What you'll find on Storybook Days

The Home page displays all my musings on life in Japan and a few other things (baseball and children's books are distinct possibilities). For highlights only: "A Day in the Life (edited)." "Tabemono (Food)" is exactly that. "Big in Japan" is my completely biased and oversimplified list of what is popular in Japan, and "Kimono Count" is a day-by-day record of the people I see in traditional dress. "Editor's Delight" catalogs the unintentionally amusing and apparently quite complicated world of Japanese-English translation. "Uncle Tucker" tracks our sightings of a certain cat following us around Japan.

Thursday, June 28, 2012

Hello, Kitty!

Like so many other stories in my life, this one begins in elementary school.  I was, I believe, in 5th grade--the single most traumatic year of my whole life for an entirely too long list of reasons.  Luckily for me, one of my friends, Elaine, was the nicest girl in school.  She had white wavy hair and pig tails, and she had a swimming pool in her backyard.  Most important of all, she had amazing Hello Kitty and Smurf collections.  I liked the Smurfs, but I adored Hello Kitty. 

Dillard's department store was the only place in town to buy Hello Kitty.  They had a corner of their children's department decorated top to bottom with all the teeny-tiny red and white Hello Kitty toys my heart could desire and my mother could forbid.  I don't know why Mom didn't want me to have Hello Kitty toys.  Surely not because they were unworthy toys.  I'm going to guess expense.  (But how much could one small piece of plastic cost, after all?)  I am sure I must have had some, but in my mind, I mostly had none.  Elaine seemed to have them all, and she was nice enough to share.  I remember being particularly taken with small Hello Kitty erasers and note pads.

Fast forward a few decades, and suddenly Target began to carry Hello Kitty.  Lots of Hello Kitty.  Though it seemed like magic, I suspect the onslaught of Hello Kitty products is simply proof that Target has pioneered the science of psycho-social marketing research.  They know what women like me want before we want it, and they know how to get us to buy it.  (For more on this, see The Power of Habit by Charles Duhigg and Going Broke by Stuart Vyse)  Perhaps this is why I am a grown woman who has been known to wear a hot-pink Hello Kitty t-shirt with glitter (until it all washed off) in public.  Even to my kids' schools.  It's the only piece of glitter clothing I ever owned, and I loved it.  To death.  (I don't even like glitter.)  Then I bought fluffy HK slippers.  Clearly Target's marketing department was winning.  Enlightened consumer that I long to be, I now try to keep the love in check.  I get my fill buying HK for birthday presents when possible.  A couple of girls I know even indulge my weakness by showing off their new HK acquisitions whenever I visit.

Yet here I am in Tokyo, Hello Kitty Mecca.  There is no Target in sight.  The HK love is strong, and I am weak.  I managed to wait a month before making my pilgrimage, but one sunny day this week, I packed up for an afternoon of adventure and took my boys to the Ikebukuro neighborhood to visit THE Hello Kitty store:  Gift Gate, Elegant Ikebukuro.


Of course, I didn't immediately tell the boys where we were going.  I didn't have time to deal with mutiny.  However, it didn't take long for them to catch on and accuse me of torture.  Here's a prime example of the torture:


I made them walk up these pink and gold stairs to the second floor, where I shopped for a few gifts for girls back home.  They were not amused.  I was.  The store was two floors of Hello Kitty mania:












 
Hello Kitty, I'm a fan!



This is a Hello Kitty shop girl.  Note the dress;  it's got the HK bow on it.
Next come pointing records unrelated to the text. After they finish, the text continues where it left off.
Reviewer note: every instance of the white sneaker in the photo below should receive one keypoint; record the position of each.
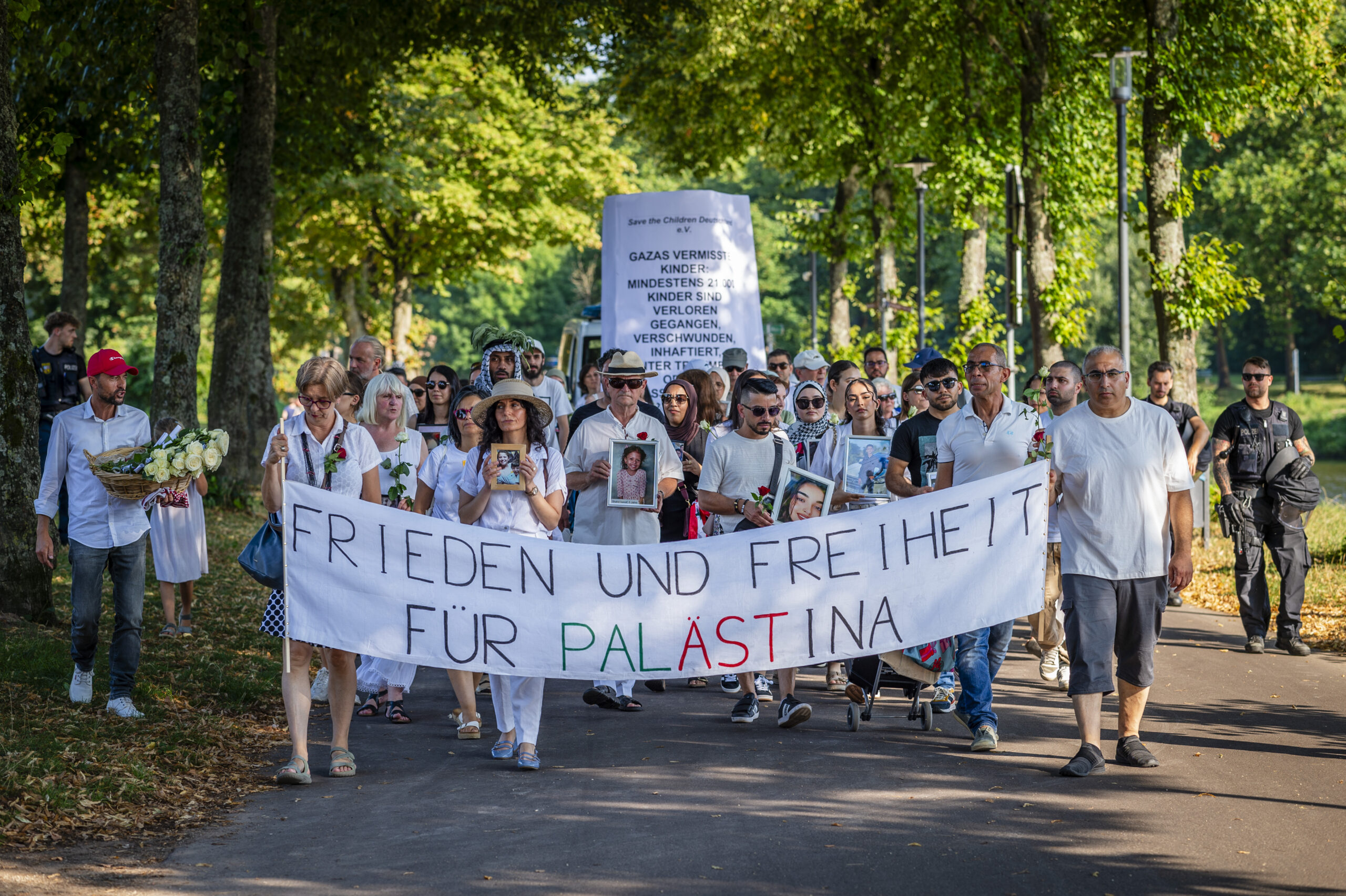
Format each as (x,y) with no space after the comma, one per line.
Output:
(1049,664)
(318,693)
(81,687)
(124,708)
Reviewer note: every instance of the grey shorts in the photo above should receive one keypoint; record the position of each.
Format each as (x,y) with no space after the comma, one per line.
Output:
(1106,618)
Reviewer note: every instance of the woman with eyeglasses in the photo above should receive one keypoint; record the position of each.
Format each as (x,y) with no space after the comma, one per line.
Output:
(304,443)
(441,386)
(436,494)
(913,396)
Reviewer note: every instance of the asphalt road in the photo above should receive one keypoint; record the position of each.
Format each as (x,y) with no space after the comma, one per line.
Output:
(1249,797)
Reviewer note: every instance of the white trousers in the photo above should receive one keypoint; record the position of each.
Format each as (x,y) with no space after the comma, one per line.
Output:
(623,687)
(518,705)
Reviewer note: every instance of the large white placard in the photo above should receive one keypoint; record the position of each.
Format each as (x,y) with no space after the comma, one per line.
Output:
(680,279)
(388,583)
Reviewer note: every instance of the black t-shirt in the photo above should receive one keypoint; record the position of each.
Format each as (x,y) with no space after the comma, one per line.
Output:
(592,408)
(914,442)
(58,379)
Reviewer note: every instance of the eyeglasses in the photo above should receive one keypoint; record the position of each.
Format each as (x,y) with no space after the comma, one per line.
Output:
(1097,376)
(770,410)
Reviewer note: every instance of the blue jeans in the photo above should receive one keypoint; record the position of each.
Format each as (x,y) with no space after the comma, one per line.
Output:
(980,656)
(64,518)
(127,567)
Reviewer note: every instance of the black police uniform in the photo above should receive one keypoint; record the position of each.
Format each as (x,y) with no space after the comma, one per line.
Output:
(1255,436)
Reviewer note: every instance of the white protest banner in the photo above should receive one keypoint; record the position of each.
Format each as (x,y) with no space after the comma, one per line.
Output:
(680,279)
(388,583)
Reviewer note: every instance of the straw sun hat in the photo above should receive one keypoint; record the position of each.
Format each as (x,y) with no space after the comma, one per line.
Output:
(516,389)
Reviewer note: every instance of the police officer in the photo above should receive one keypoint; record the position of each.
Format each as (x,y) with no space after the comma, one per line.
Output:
(63,384)
(1246,439)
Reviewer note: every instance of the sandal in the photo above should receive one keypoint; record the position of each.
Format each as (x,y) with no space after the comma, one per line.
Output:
(341,759)
(295,772)
(372,708)
(470,730)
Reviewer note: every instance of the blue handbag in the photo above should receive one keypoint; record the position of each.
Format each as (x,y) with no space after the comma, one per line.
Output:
(264,557)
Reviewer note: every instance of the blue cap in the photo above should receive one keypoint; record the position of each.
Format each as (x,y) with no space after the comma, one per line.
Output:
(924,357)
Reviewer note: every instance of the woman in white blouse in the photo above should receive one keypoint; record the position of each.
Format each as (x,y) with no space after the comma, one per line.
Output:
(515,416)
(436,494)
(384,413)
(309,444)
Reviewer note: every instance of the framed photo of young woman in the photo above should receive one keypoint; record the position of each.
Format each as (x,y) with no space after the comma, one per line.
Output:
(635,478)
(801,495)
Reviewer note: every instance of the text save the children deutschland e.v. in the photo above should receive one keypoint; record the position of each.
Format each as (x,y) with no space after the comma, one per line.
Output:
(383,583)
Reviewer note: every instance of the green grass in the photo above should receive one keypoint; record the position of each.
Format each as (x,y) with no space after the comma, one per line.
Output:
(212,708)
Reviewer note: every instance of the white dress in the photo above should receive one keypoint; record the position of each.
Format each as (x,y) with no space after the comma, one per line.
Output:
(178,540)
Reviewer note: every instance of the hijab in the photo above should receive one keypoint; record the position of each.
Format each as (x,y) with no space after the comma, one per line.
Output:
(686,431)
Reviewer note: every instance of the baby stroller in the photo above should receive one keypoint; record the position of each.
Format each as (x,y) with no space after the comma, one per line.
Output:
(913,670)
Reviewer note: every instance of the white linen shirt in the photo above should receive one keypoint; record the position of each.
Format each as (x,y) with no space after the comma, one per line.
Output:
(1116,474)
(349,480)
(595,523)
(977,452)
(97,520)
(509,510)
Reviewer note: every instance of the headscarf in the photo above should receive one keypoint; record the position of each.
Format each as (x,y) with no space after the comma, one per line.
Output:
(801,431)
(686,431)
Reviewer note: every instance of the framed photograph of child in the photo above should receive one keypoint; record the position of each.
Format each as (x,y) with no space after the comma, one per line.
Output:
(867,464)
(511,477)
(635,477)
(801,495)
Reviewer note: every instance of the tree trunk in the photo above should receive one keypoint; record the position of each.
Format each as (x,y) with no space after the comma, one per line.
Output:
(27,584)
(344,291)
(75,251)
(182,220)
(974,279)
(1221,357)
(243,400)
(1164,185)
(885,254)
(839,326)
(1041,248)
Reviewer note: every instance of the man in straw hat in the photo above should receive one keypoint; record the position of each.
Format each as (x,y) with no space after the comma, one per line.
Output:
(105,532)
(587,470)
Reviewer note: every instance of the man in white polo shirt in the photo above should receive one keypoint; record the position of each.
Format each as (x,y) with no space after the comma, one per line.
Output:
(990,436)
(1121,475)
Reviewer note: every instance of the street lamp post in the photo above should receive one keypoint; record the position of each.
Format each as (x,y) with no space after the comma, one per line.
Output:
(1119,83)
(919,166)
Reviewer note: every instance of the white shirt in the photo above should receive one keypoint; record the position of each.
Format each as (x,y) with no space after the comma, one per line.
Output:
(977,452)
(1116,474)
(97,520)
(443,471)
(595,523)
(349,477)
(737,467)
(512,510)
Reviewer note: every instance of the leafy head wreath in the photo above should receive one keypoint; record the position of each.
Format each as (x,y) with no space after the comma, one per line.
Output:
(489,338)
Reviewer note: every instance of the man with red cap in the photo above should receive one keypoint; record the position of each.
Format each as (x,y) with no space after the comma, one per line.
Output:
(105,532)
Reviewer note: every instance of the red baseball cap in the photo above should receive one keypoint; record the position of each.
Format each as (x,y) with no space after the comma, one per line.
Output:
(111,362)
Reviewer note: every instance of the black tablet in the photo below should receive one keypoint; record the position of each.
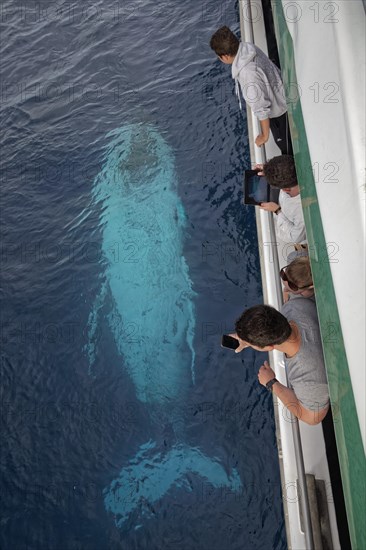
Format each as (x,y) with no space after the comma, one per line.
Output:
(256,188)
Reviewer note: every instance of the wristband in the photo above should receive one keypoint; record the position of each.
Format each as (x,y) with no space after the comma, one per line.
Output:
(270,384)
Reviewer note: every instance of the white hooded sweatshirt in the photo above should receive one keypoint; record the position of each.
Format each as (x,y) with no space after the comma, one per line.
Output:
(260,82)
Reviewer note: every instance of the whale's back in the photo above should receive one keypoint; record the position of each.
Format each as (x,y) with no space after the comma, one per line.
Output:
(143,230)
Cute sells.


Kickin' it old school with a little red-and-white HK.  Takes me back to Dillard's circa 1980.

Proof of marketing geniuses at work:  HK reading glasses (no, I don't need them, yet) and HK slippers (very big in Japan, since no one wears shoes inside and everyone has slippers)



















In the end, I was proud of myself.  I bought three gifts and nothing for myself.  Truly, there wasn't even anything there I wanted.  Checking out the goods was good enough.  But the Rilakkuma store...that's a different story for a different day.